Steven Earth Metz leads a hot yoga class at Earth’s Power Yoga while nature images are projected on the walls. (Ricardo DeAratanha / Los Angeles Times)
I seem to be a permanent yoga newbie. I hate sitting cross-legged, and that always gets in the way despite my yoga-fan friends’ insistence that it doesn’t matter. So I reluctantly agreed to try another yoga class. Yogascape, held in a room heated to about 94 degrees, lets participants escape to the water, the desert and elsewhere with sound and videos on all four walls.
Yogascape, created by Steven Metz, owner of Earth’s Power Yoga, is unexpectedly down to earth and a satisfying “immersive experience” that left me tired and my skin feeling great. And I hardly had to cross my legs at all. Be prepared to seriously sweat.
Earth’s Power Yoga, 7901 Melrose Ave., No. 208, www.earthspoweryoga.com
Aura: The room is hot and the lights are low; the walls are a changing series of scenes, some fairly abstract, some real. A huge moon covers much of a wall at one point; at another, there’s a fire-red sky, then a huge lake, mountains, stars. Metz talks through the class, explaining the moves.
Metz is an extreme sportsman and said he got the idea for yogascape while watching sunlight play on the ocean currents while scuba diving in Mexico. We are shaped by and adapt to our environments, he said. For his students, “I want them to get to a fully blissed-out yogic immersion experience.”

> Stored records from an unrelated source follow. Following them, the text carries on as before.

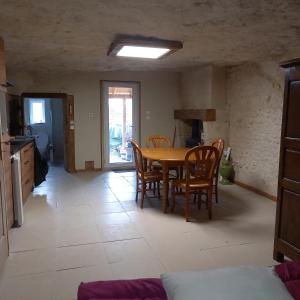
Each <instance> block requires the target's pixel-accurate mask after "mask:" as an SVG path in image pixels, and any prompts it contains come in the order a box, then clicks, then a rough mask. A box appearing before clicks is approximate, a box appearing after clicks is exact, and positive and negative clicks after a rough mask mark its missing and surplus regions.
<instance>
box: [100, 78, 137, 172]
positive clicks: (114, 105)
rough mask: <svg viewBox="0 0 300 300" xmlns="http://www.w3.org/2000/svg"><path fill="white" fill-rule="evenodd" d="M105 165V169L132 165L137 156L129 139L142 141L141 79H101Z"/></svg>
mask: <svg viewBox="0 0 300 300" xmlns="http://www.w3.org/2000/svg"><path fill="white" fill-rule="evenodd" d="M101 90H102V97H101V98H102V112H103V114H102V128H103V137H102V153H103V155H102V161H103V162H102V164H103V166H104V168H105V169H118V168H130V167H133V166H134V159H133V153H132V147H131V143H130V141H131V140H132V139H134V140H136V141H137V142H139V136H140V132H139V128H140V126H139V120H140V113H139V111H140V110H139V97H140V84H139V83H138V82H122V81H102V82H101Z"/></svg>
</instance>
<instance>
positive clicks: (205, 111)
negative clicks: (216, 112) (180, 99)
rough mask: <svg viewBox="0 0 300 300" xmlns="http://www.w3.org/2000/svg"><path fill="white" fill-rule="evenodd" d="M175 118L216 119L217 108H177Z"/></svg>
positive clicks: (203, 121) (207, 119)
mask: <svg viewBox="0 0 300 300" xmlns="http://www.w3.org/2000/svg"><path fill="white" fill-rule="evenodd" d="M174 119H177V120H201V121H203V122H211V121H216V110H215V109H176V110H175V111H174Z"/></svg>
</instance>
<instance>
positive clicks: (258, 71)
mask: <svg viewBox="0 0 300 300" xmlns="http://www.w3.org/2000/svg"><path fill="white" fill-rule="evenodd" d="M227 75H228V76H227V101H228V111H229V114H230V118H229V119H230V128H229V143H230V146H231V147H232V157H233V162H234V168H235V172H236V174H235V175H236V180H239V181H241V182H243V183H246V184H248V185H251V186H254V187H256V188H258V189H260V190H262V191H264V192H267V193H269V194H272V195H276V193H277V178H278V177H277V176H278V164H279V148H280V134H281V117H282V102H283V86H284V74H283V71H282V70H280V68H279V67H278V64H277V63H272V62H268V63H262V64H258V63H253V64H245V65H240V66H237V67H232V68H229V69H228V74H227Z"/></svg>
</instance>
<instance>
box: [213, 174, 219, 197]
mask: <svg viewBox="0 0 300 300" xmlns="http://www.w3.org/2000/svg"><path fill="white" fill-rule="evenodd" d="M214 188H215V197H216V203H219V199H218V178H216V184H215V186H214Z"/></svg>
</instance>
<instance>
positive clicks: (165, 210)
mask: <svg viewBox="0 0 300 300" xmlns="http://www.w3.org/2000/svg"><path fill="white" fill-rule="evenodd" d="M162 171H163V199H162V210H163V212H164V213H165V214H166V213H167V207H168V202H169V201H168V200H169V199H168V197H169V166H168V163H167V162H162Z"/></svg>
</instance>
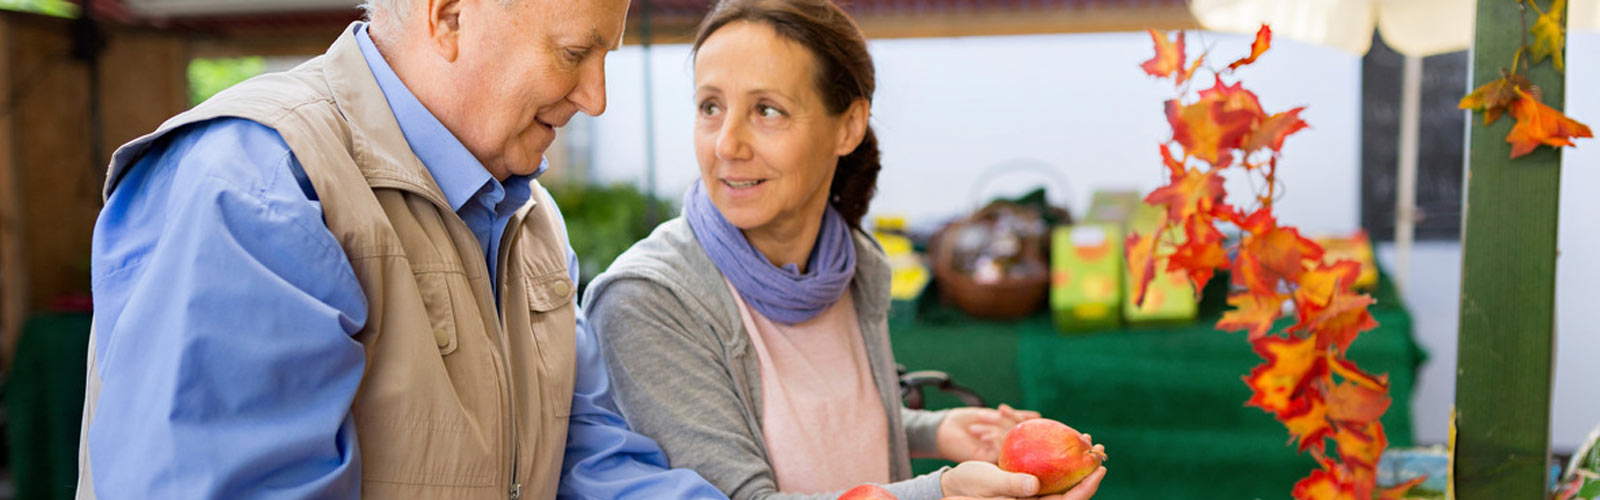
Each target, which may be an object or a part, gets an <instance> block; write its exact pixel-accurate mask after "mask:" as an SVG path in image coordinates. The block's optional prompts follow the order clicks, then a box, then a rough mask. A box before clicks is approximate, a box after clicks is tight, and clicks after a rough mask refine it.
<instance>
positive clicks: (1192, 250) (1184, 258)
mask: <svg viewBox="0 0 1600 500" xmlns="http://www.w3.org/2000/svg"><path fill="white" fill-rule="evenodd" d="M1210 208H1213V210H1214V207H1210ZM1226 266H1227V250H1224V248H1222V232H1221V231H1216V223H1213V221H1211V216H1210V215H1206V213H1194V215H1190V216H1189V218H1187V220H1184V242H1182V244H1179V245H1178V248H1176V250H1173V255H1171V256H1168V258H1166V271H1184V272H1186V276H1189V279H1190V282H1192V285H1194V287H1195V293H1200V292H1202V290H1205V284H1206V282H1210V280H1211V274H1214V272H1216V269H1218V268H1226Z"/></svg>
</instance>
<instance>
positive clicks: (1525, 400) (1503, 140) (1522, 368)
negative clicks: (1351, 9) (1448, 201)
mask: <svg viewBox="0 0 1600 500" xmlns="http://www.w3.org/2000/svg"><path fill="white" fill-rule="evenodd" d="M1530 2H1538V3H1539V5H1541V6H1549V3H1550V0H1530ZM1533 21H1534V13H1533V11H1526V13H1523V11H1522V5H1520V3H1518V2H1512V0H1478V6H1477V34H1475V38H1474V43H1472V46H1474V48H1472V82H1470V85H1472V87H1477V85H1483V83H1486V82H1490V80H1494V79H1499V77H1501V71H1502V69H1506V71H1509V69H1510V66H1512V58H1514V54H1515V53H1517V50H1518V46H1522V45H1523V42H1525V40H1530V35H1528V27H1531V26H1533ZM1526 58H1528V56H1526V54H1523V61H1525V62H1531V61H1528V59H1526ZM1526 77H1528V79H1530V80H1533V83H1534V85H1538V87H1539V88H1541V90H1542V99H1544V103H1546V104H1549V106H1552V107H1557V109H1560V107H1562V104H1563V103H1565V85H1563V75H1562V74H1558V72H1557V71H1555V69H1554V67H1552V64H1549V62H1546V64H1536V66H1531V67H1530V71H1528V72H1526ZM1464 91H1466V88H1464ZM1469 122H1470V128H1469V131H1467V143H1469V149H1467V175H1466V181H1467V200H1466V213H1464V221H1462V237H1461V242H1462V245H1461V247H1462V264H1461V268H1462V272H1461V274H1462V276H1461V332H1459V338H1458V354H1456V356H1458V372H1456V421H1454V425H1456V446H1454V471H1453V474H1454V489H1456V498H1459V500H1501V498H1546V497H1547V494H1546V484H1547V481H1549V455H1550V375H1552V362H1550V359H1552V354H1554V349H1552V346H1554V337H1555V335H1554V332H1555V258H1557V247H1555V229H1557V215H1558V210H1560V200H1558V192H1560V181H1562V152H1560V151H1558V149H1552V147H1539V149H1536V151H1533V152H1531V154H1528V155H1525V157H1520V159H1515V160H1510V159H1509V157H1510V144H1507V143H1506V135H1507V133H1509V131H1510V127H1512V119H1510V117H1502V119H1501V120H1498V122H1494V125H1488V127H1485V125H1483V120H1482V119H1480V115H1477V114H1474V115H1472V117H1470V120H1469Z"/></svg>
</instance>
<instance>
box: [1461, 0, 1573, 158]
mask: <svg viewBox="0 0 1600 500" xmlns="http://www.w3.org/2000/svg"><path fill="white" fill-rule="evenodd" d="M1517 2H1518V3H1523V5H1526V6H1530V8H1533V11H1534V14H1538V19H1536V21H1534V22H1533V27H1531V29H1528V35H1533V42H1531V43H1528V42H1523V46H1522V48H1518V50H1517V54H1515V56H1512V62H1510V71H1506V69H1501V77H1499V79H1494V80H1490V82H1488V83H1483V85H1482V87H1478V88H1477V90H1474V91H1472V93H1469V95H1467V96H1466V98H1461V104H1459V107H1461V109H1470V111H1478V112H1483V125H1491V123H1494V122H1496V120H1499V117H1501V115H1502V114H1507V112H1509V114H1510V115H1512V119H1515V120H1517V123H1515V125H1512V128H1510V133H1509V135H1506V143H1510V157H1514V159H1515V157H1520V155H1525V154H1528V152H1533V149H1534V147H1539V146H1550V147H1562V146H1576V144H1573V139H1578V138H1592V136H1594V131H1590V130H1589V127H1587V125H1584V123H1579V122H1578V120H1573V119H1568V117H1566V115H1563V114H1562V112H1560V111H1555V109H1554V107H1549V106H1546V104H1544V103H1542V101H1544V99H1542V96H1541V95H1539V88H1538V87H1534V85H1533V83H1531V82H1528V79H1526V77H1523V75H1522V74H1518V72H1517V71H1518V62H1523V64H1522V71H1526V69H1528V67H1526V62H1525V59H1523V54H1526V56H1528V59H1533V64H1539V62H1542V61H1544V59H1550V64H1554V66H1555V71H1560V72H1565V71H1566V64H1565V61H1562V50H1563V48H1565V46H1566V34H1565V32H1563V30H1562V16H1563V14H1565V13H1566V0H1554V2H1550V8H1549V10H1541V8H1539V3H1538V2H1534V0H1517ZM1523 38H1526V37H1523Z"/></svg>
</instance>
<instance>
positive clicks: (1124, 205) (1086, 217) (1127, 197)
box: [1083, 189, 1144, 228]
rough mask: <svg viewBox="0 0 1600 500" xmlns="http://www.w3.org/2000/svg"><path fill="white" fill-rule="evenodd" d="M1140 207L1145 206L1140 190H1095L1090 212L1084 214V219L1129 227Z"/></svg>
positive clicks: (1090, 209) (1123, 227)
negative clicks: (1116, 224) (1116, 190)
mask: <svg viewBox="0 0 1600 500" xmlns="http://www.w3.org/2000/svg"><path fill="white" fill-rule="evenodd" d="M1139 207H1144V194H1139V192H1138V191H1106V189H1102V191H1094V196H1093V197H1091V199H1090V212H1088V215H1085V216H1083V221H1085V223H1110V224H1117V226H1122V228H1128V223H1130V221H1133V215H1134V212H1136V210H1139Z"/></svg>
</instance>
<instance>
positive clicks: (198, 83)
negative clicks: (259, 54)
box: [0, 0, 267, 106]
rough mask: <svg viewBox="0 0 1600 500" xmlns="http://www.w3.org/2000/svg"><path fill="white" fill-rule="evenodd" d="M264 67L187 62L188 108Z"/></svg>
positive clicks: (229, 61)
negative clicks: (188, 99)
mask: <svg viewBox="0 0 1600 500" xmlns="http://www.w3.org/2000/svg"><path fill="white" fill-rule="evenodd" d="M0 2H8V0H0ZM266 67H267V61H266V59H262V58H216V59H205V58H202V59H194V61H190V62H189V106H195V104H200V103H203V101H205V99H210V98H211V96H213V95H216V93H219V91H222V90H224V88H229V87H234V85H235V83H238V82H245V80H248V79H250V77H254V75H259V74H262V72H264V71H266Z"/></svg>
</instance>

Effort: At first, the class seems fairly tame, but by the end of the hour I was like an overcooked noodle. Metz’s style is vigorous, with almost constant movement. It was rare, until the brief meditation at the end, that a pose was held still. Most of the work could be done by a reasonably fit yoga beginner; just one pose was completely beyond me. (“After two years naked in a cave, you’ll get this,” he joked.) I was happy I had an experienced yogi next to me, so I could look to her to get things right.
Style: Metz is funny and doesn’t take himself or the work too seriously. He gives many pointers on modifying poses, supporting the back, etc., only rarely in yoga-speak.
Cost: Single classes are $20; various packages also available.